Посмотрел Тимофей назад, где монах, и вперед – на базар и на колокольни, и даже на небо, где галки щипали копчика, – нигде не было Леди.
– Как протаяла! – сказал Тимофей.
Безверский базар – кипучий. Из лесных трущоб, с моховых болот, с гор и низин, со стороны Верхнего Брода, от Темной Пятницы, и от Сухого Сота, и от той стороны, где еще никто не бывал, съезжаются на базар крещеные люди. Кипит люд на площади, будто сельди в Белом море; воткнуть метлу, и пойдет метла по базару сама.

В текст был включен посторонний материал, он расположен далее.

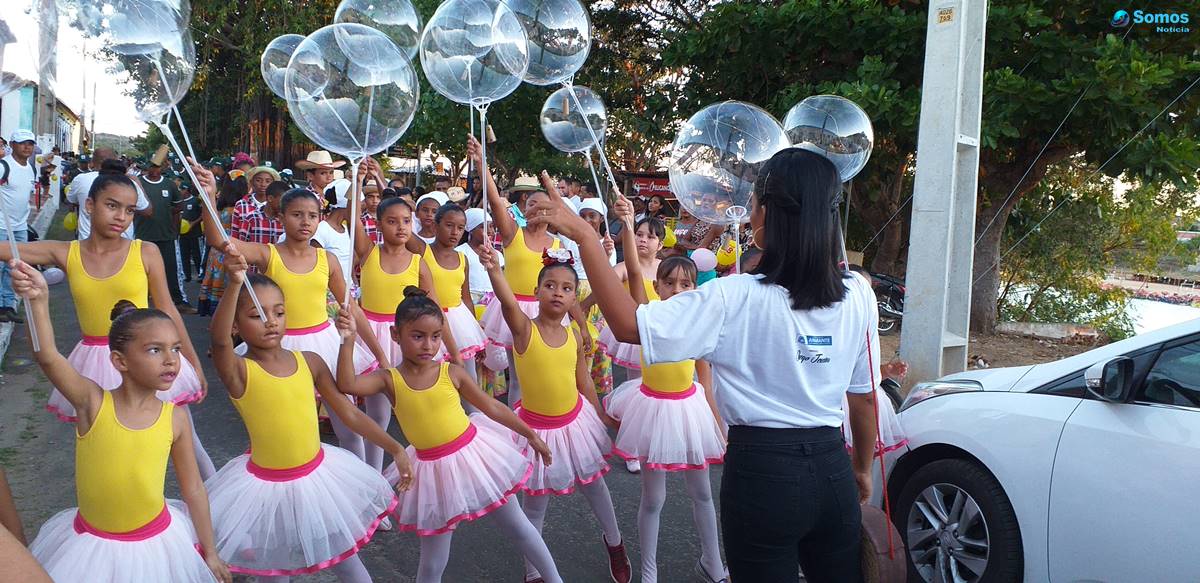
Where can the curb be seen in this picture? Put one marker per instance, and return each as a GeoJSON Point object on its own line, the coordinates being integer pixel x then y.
{"type": "Point", "coordinates": [40, 223]}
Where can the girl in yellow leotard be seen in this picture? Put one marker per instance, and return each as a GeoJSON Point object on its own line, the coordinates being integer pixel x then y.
{"type": "Point", "coordinates": [466, 466]}
{"type": "Point", "coordinates": [559, 401]}
{"type": "Point", "coordinates": [125, 530]}
{"type": "Point", "coordinates": [291, 505]}
{"type": "Point", "coordinates": [669, 422]}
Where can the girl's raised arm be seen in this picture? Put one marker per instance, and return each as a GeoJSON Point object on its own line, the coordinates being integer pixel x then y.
{"type": "Point", "coordinates": [81, 391]}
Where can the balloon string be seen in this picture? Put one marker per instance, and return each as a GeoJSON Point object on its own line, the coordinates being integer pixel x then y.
{"type": "Point", "coordinates": [595, 142]}
{"type": "Point", "coordinates": [208, 204]}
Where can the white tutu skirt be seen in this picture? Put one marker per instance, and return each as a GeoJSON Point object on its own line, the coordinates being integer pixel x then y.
{"type": "Point", "coordinates": [301, 524]}
{"type": "Point", "coordinates": [671, 432]}
{"type": "Point", "coordinates": [622, 354]}
{"type": "Point", "coordinates": [579, 446]}
{"type": "Point", "coordinates": [468, 336]}
{"type": "Point", "coordinates": [70, 554]}
{"type": "Point", "coordinates": [93, 361]}
{"type": "Point", "coordinates": [462, 480]}
{"type": "Point", "coordinates": [892, 436]}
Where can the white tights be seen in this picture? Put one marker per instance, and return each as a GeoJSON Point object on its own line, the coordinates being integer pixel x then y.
{"type": "Point", "coordinates": [703, 514]}
{"type": "Point", "coordinates": [436, 550]}
{"type": "Point", "coordinates": [348, 571]}
{"type": "Point", "coordinates": [202, 457]}
{"type": "Point", "coordinates": [600, 500]}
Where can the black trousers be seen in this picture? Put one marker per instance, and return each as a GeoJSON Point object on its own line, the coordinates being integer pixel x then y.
{"type": "Point", "coordinates": [789, 499]}
{"type": "Point", "coordinates": [169, 269]}
{"type": "Point", "coordinates": [190, 253]}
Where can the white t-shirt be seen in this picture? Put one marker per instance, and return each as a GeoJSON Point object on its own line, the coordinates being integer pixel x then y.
{"type": "Point", "coordinates": [477, 275]}
{"type": "Point", "coordinates": [16, 191]}
{"type": "Point", "coordinates": [77, 193]}
{"type": "Point", "coordinates": [772, 366]}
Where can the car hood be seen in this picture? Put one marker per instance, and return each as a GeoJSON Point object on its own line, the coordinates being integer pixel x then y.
{"type": "Point", "coordinates": [994, 379]}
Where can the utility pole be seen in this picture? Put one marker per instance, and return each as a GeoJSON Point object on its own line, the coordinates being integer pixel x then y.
{"type": "Point", "coordinates": [937, 299]}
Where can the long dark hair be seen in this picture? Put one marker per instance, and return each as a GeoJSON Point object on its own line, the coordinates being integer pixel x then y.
{"type": "Point", "coordinates": [797, 190]}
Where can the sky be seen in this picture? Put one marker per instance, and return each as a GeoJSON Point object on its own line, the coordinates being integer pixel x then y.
{"type": "Point", "coordinates": [115, 112]}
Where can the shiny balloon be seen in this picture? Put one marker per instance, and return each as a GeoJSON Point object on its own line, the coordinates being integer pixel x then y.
{"type": "Point", "coordinates": [834, 127]}
{"type": "Point", "coordinates": [474, 52]}
{"type": "Point", "coordinates": [717, 155]}
{"type": "Point", "coordinates": [275, 60]}
{"type": "Point", "coordinates": [562, 119]}
{"type": "Point", "coordinates": [396, 18]}
{"type": "Point", "coordinates": [351, 90]}
{"type": "Point", "coordinates": [559, 37]}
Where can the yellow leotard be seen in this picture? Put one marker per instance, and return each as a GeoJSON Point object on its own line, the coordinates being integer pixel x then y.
{"type": "Point", "coordinates": [304, 294]}
{"type": "Point", "coordinates": [432, 416]}
{"type": "Point", "coordinates": [120, 472]}
{"type": "Point", "coordinates": [547, 374]}
{"type": "Point", "coordinates": [669, 377]}
{"type": "Point", "coordinates": [280, 416]}
{"type": "Point", "coordinates": [522, 265]}
{"type": "Point", "coordinates": [382, 292]}
{"type": "Point", "coordinates": [95, 296]}
{"type": "Point", "coordinates": [447, 282]}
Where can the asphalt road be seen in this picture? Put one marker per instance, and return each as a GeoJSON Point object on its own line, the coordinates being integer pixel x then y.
{"type": "Point", "coordinates": [37, 452]}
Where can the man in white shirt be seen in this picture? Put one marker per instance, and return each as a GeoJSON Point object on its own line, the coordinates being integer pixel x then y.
{"type": "Point", "coordinates": [19, 178]}
{"type": "Point", "coordinates": [77, 194]}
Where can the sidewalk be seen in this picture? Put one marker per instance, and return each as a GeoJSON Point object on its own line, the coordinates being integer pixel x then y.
{"type": "Point", "coordinates": [40, 223]}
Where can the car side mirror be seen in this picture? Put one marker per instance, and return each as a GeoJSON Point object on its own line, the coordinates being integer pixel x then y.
{"type": "Point", "coordinates": [1111, 379]}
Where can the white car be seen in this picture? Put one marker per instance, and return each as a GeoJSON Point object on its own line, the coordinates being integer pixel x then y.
{"type": "Point", "coordinates": [1085, 469]}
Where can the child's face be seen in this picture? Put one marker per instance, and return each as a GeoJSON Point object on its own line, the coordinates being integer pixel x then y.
{"type": "Point", "coordinates": [556, 292]}
{"type": "Point", "coordinates": [419, 340]}
{"type": "Point", "coordinates": [675, 282]}
{"type": "Point", "coordinates": [258, 334]}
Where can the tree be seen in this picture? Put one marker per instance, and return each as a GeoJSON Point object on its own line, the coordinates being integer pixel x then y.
{"type": "Point", "coordinates": [1041, 58]}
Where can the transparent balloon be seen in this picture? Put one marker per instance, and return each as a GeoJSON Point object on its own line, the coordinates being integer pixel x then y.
{"type": "Point", "coordinates": [351, 90]}
{"type": "Point", "coordinates": [715, 158]}
{"type": "Point", "coordinates": [474, 52]}
{"type": "Point", "coordinates": [559, 37]}
{"type": "Point", "coordinates": [397, 19]}
{"type": "Point", "coordinates": [834, 127]}
{"type": "Point", "coordinates": [563, 120]}
{"type": "Point", "coordinates": [275, 60]}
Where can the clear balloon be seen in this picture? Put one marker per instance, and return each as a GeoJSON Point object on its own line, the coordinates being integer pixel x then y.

– Дядя, не видал ли рыжую собаку с длинными ушами? – спросил Павлик мужика.
Долго осматривал с головы до ног Павлика серый мужик в шляпе черепельником и наконец тоже спросил:
– А ты чей, дядя?
И вдруг загудели все колокола, – кончилась обедня, повалил народ из церквей и унес мужика и Павлика в разные стороны.
– Новая планета царя Магомета! – кричал черноусый ловкач.
– Не видал ли рыжую собаку? – спросил ловкача Павлик.
– Пробежала! – показал ловкач в сторону, где визжал поросенок. – Новая планета, – услыхал за собой Павлик, – не тлеет, не горит – всю правду говорит!
Впереди заливался поросенок, будто его за язык подвесили, – это городовой тянул его к себе за ноги, а поросятник отбивал, тянул к себе за уши.
«Вот у кого спросить», – подумал Павлик.
– Видел, – сказал городовой, – пробежала рыжая.
– А может, не рыжая?
– Все может быть!
– Цела, цела, видели! – заговорили кругом мужики.
– В стеклянную дверь лапилась, – сказал льняной дед на возу.
– В мясном ряду видел, – сказал желтый, как подсолнух, мужик.
– Возле лавки купца Пыльного грызет два коровьих рога, – сказал прасол.
– Рыжая?
– Черная!
– Как горелый пень!
– Разноухая!
– Лоб с выломом.
Мужики смеялись над Павликом.
– Барин, не слушай ты их, – говорил с воза льняной дед, – слушай, что я говорю: твоя рыжая собака лапилась в стеклянную дверь.
Павлик насилу выбился с базара к какому-то большому белому дому, с решетками на окнах. У ворот дед с ощипанной бородой давал своей лошади черную корку.
– Две недели не ели, господь кормил, – говорил ощипанный дед другому деду в лыковых лаптях, – под арестом сидела.
– А сам? – спросил лыковый.
– И сам сидел, – усмехнулся ощипанный. «Белый дом, – понял Павлик, – полиция!» – и он вошел туда.
Посинелый от смеха, сидел за столом пристав.
– Хи-хи! – осторожно смеялись писцы.
– Хихима замучила, – извинился пристав перед Павликом.
– Собака пропала, – сказал Павлик, – рыжая, с длинными ушами.
– Были у Волчонка? – спросил пристав. – Не ободрал ли?
– В городе волк? – удивился Павлик.
– А как же, – ответил пристав, – собак не драть, так что бы тут было!
– Зачем же они ему нужны?
– Он шкурки под лисиц красит! Молодчина!
– Прошлый год семьсот ободрал. Рыжих любит. Рыжую не пропустит. Ваша рыжая?
– Как лисица.
– Ну, так ободрал. Писцы захихикали.
– Вот хихима-то напала, – снова извинился начальник, но уж вдогонку.